Looking to switch up your hair colour? We don’t blame you! With so many stylish new shades and hues out there (from straight-up rose, to mermaid and even watermelon hair!), you’re practically spoilt for choice this summer. But if you’re seriously considering dyeing your locks, there are some important things you should know first. Read on to discover the 7 things to consider before colouring hair.
Colouring hair: 7 Things you need to know
1. Your hair may become more damaged
Any form of hair-dyeing will undoubtedly cause some damage to your strands, but this is especially true if you’re going lighter and using bleach. If you’re prepared to put your hair through the dyeing process, you’ll need to make up for it afterwards by giving your mane some much needed TLC (AKA a deep conditioning treatment).
Indulge in a deep conditioning mask – like the Toni&Guy Nourish Reconstruction Mask (£6.49*) – once a week to help inject any lost moisture into your strands. Trust us, your hair will thank you for it!
2. You’ll need to change your shampoo and conditioner
If you want to maintain colour vibrancy, then you’ll need to switch up your current shampoo and conditioner for a duo that’s been specifically created for coloured hair. It may seem like a simple hair care routine change, but it really can make a world of difference.

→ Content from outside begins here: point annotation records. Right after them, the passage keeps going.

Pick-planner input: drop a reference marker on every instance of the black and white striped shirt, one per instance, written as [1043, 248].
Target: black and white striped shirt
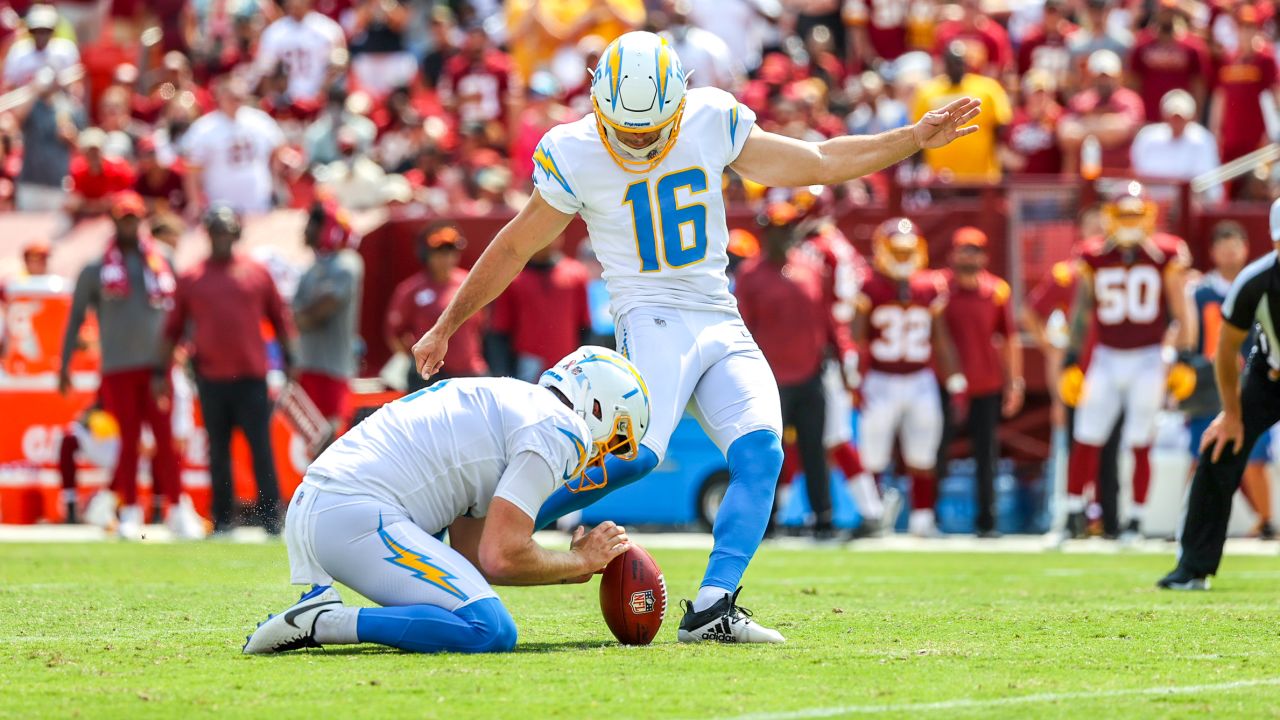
[1255, 299]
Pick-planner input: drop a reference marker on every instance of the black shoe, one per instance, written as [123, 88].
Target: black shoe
[1183, 579]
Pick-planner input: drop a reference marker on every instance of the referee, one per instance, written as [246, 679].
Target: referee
[1248, 409]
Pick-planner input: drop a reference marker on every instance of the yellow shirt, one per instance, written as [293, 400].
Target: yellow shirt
[563, 23]
[973, 158]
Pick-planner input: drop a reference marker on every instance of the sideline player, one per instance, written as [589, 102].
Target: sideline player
[1248, 409]
[899, 322]
[474, 456]
[645, 171]
[1132, 281]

Try: TRESemmé Colour Revitalise Colour Vibrance Protection Shampoo and Conditioner (500ml, £3.69 each*). This clever shampoo and conditioner duo will help keep your colour looking vibrant for up to 40 washes.** Yes, really!
3. You’ll need to visit the hair salon more often
Colouring hair doesn’t come cheap, and there’s no telling how often you’ll have to visit the salon for a general upkeep or root touch-up (although on average it’s every 4-6 weeks). So if you really want to dye your locks, be prepared to splash the cash.

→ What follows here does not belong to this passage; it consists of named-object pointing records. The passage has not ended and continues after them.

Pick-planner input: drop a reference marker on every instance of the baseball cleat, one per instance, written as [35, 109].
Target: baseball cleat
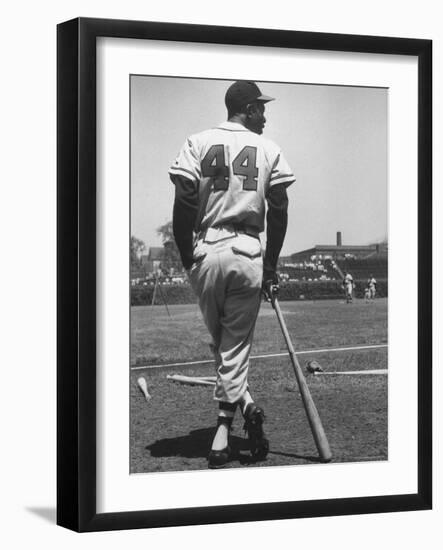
[218, 459]
[254, 417]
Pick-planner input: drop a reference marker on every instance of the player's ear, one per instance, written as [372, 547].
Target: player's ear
[250, 109]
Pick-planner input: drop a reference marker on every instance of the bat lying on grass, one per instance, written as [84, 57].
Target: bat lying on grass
[311, 410]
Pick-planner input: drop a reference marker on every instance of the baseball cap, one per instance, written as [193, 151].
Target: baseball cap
[243, 92]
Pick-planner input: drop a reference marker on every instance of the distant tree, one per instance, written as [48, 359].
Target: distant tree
[172, 255]
[137, 249]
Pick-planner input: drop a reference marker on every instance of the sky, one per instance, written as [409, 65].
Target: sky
[334, 138]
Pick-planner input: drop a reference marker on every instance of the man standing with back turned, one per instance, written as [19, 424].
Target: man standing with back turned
[223, 178]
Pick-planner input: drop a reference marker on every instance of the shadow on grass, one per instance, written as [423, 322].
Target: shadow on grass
[196, 444]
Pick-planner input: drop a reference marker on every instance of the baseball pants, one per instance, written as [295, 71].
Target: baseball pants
[227, 277]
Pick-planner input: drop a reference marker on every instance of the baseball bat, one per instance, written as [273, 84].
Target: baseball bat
[317, 430]
[192, 380]
[339, 271]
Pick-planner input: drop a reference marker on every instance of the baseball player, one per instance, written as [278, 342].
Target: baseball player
[372, 287]
[348, 285]
[223, 178]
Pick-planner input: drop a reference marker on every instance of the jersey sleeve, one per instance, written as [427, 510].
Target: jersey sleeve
[281, 172]
[187, 163]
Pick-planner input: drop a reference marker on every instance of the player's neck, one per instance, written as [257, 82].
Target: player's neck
[238, 119]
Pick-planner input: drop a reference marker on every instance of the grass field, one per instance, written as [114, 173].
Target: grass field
[174, 430]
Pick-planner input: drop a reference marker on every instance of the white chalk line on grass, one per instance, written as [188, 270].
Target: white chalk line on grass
[265, 356]
[368, 371]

4. You’ll need to be exact about the colour you want
Professional stylists and colourists are the best people to advise you on the right shade for your colouring. Our advice? Instead of just asking your hairdresser for ‘blonde hair’ (bear in mind that there are hundreds of shades of blonde), show him or her a few pictures of the specific colour that you want. This way, they’ll be able to better understand what it is that you’re after – and are more likely to deliver the exact hue you had in mind.
5. You may not achieve your desired colour the first time round
This is true for all hair colours, but especially if you’re going lighter. If you’re going from dark to light tresses, most stylists will advise that you do this process over a number of salon visits to avoid damaging your hair too much. So beware that you may not achieve your perfect shade in your first hair appointment.

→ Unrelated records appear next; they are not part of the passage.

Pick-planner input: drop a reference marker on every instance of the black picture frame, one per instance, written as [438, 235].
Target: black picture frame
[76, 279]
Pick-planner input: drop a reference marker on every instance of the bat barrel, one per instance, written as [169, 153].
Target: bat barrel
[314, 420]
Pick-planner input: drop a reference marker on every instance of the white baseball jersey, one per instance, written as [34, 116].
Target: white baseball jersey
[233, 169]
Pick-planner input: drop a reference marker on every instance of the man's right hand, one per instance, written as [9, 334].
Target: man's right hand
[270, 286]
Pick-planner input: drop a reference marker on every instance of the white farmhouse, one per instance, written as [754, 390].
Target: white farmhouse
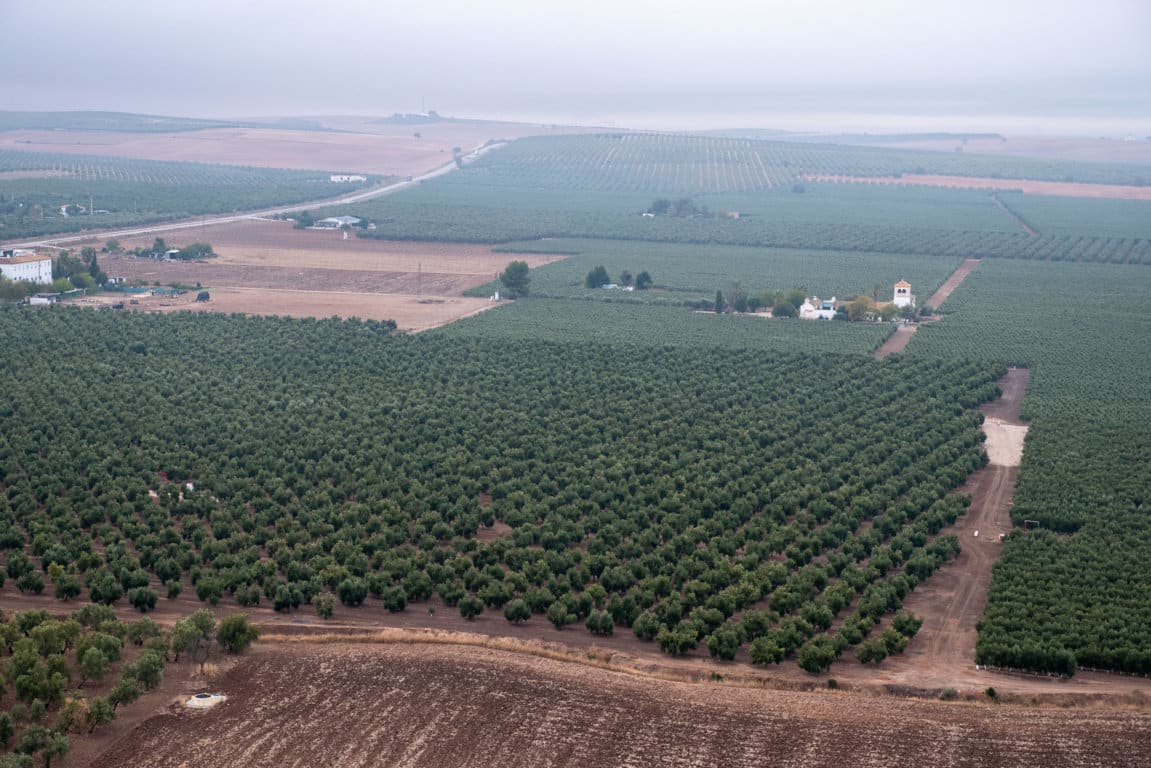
[904, 296]
[27, 266]
[813, 309]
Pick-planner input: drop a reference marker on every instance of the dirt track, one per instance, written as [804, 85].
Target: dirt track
[952, 601]
[450, 706]
[952, 282]
[267, 267]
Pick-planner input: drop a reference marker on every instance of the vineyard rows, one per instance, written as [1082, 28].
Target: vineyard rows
[698, 496]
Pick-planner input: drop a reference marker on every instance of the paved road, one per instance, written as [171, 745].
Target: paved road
[206, 221]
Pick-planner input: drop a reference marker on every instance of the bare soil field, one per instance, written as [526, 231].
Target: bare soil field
[411, 313]
[1051, 188]
[389, 149]
[267, 267]
[406, 706]
[1050, 147]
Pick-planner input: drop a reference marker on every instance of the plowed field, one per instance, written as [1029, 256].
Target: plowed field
[267, 267]
[361, 706]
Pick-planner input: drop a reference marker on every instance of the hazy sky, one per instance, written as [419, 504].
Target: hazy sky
[746, 60]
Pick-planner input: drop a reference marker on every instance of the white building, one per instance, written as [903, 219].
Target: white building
[335, 222]
[27, 266]
[813, 309]
[904, 296]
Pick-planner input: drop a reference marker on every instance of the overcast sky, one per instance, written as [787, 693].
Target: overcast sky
[585, 60]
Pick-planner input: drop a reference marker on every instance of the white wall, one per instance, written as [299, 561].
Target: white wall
[38, 272]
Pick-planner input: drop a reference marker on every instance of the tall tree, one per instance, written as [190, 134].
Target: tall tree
[515, 279]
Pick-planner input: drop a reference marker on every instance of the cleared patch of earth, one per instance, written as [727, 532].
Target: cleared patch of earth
[1005, 442]
[442, 706]
[1051, 188]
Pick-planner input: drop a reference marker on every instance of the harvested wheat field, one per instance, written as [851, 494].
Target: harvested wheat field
[360, 706]
[385, 149]
[411, 313]
[267, 267]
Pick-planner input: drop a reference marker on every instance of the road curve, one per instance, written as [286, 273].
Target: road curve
[205, 221]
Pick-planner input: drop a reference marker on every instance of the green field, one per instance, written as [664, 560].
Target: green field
[601, 185]
[139, 191]
[656, 488]
[686, 274]
[1081, 586]
[615, 324]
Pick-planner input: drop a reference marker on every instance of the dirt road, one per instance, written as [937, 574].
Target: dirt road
[411, 706]
[898, 341]
[952, 601]
[952, 282]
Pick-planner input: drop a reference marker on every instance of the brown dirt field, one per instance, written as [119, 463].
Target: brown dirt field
[388, 150]
[1089, 150]
[1059, 189]
[411, 313]
[267, 267]
[361, 706]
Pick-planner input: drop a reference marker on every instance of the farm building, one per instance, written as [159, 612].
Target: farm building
[904, 296]
[335, 222]
[27, 266]
[814, 309]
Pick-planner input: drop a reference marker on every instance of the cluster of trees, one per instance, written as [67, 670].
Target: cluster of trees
[160, 246]
[664, 489]
[599, 278]
[515, 280]
[782, 303]
[61, 670]
[69, 272]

Similarly, if you are considering dyeing your naturally light hair dark, be warned that it’s not an easily reversible process!
6. You’ll need to avoid sun exposure
Long exposure to the sun isn’t good for your hair or your skin, but it’s especially bad for coloured tresses. If you want to help maintain colour vibrancy, consider wearing a hat, or better still: sit in the shade. And if your jetting off on holiday, note that salt water and chlorine might also have an affect on your newly coloured locks.
7. Shade names may not correlate to their actual colour
We often think colours are darker/lighter than they sound. For example, the hair colour ‘black’ isn’t a natural colour. People looking for very dark brown hair may choose a shade called ‘black’ expecting a natural dark hue. – Unilever’s creative director and head stylist Dan Lynes.
When picking a hair colour, its worth noting that shade names may not sound or look like the colour you expect, so always ask your stylist for advice before you commit. If you’re really unsure, you could even do a small patch test on the underneath of your hair to see what your chosen colour will look like.
*RRPs are Unilever suggested retail prices only, it is at the discretion of the individual retailers to set the actual price.
**TRESemmé Colour Revitalise Vibrance Protection Shampoo and Conditioner vs. non-conditioning shampoo.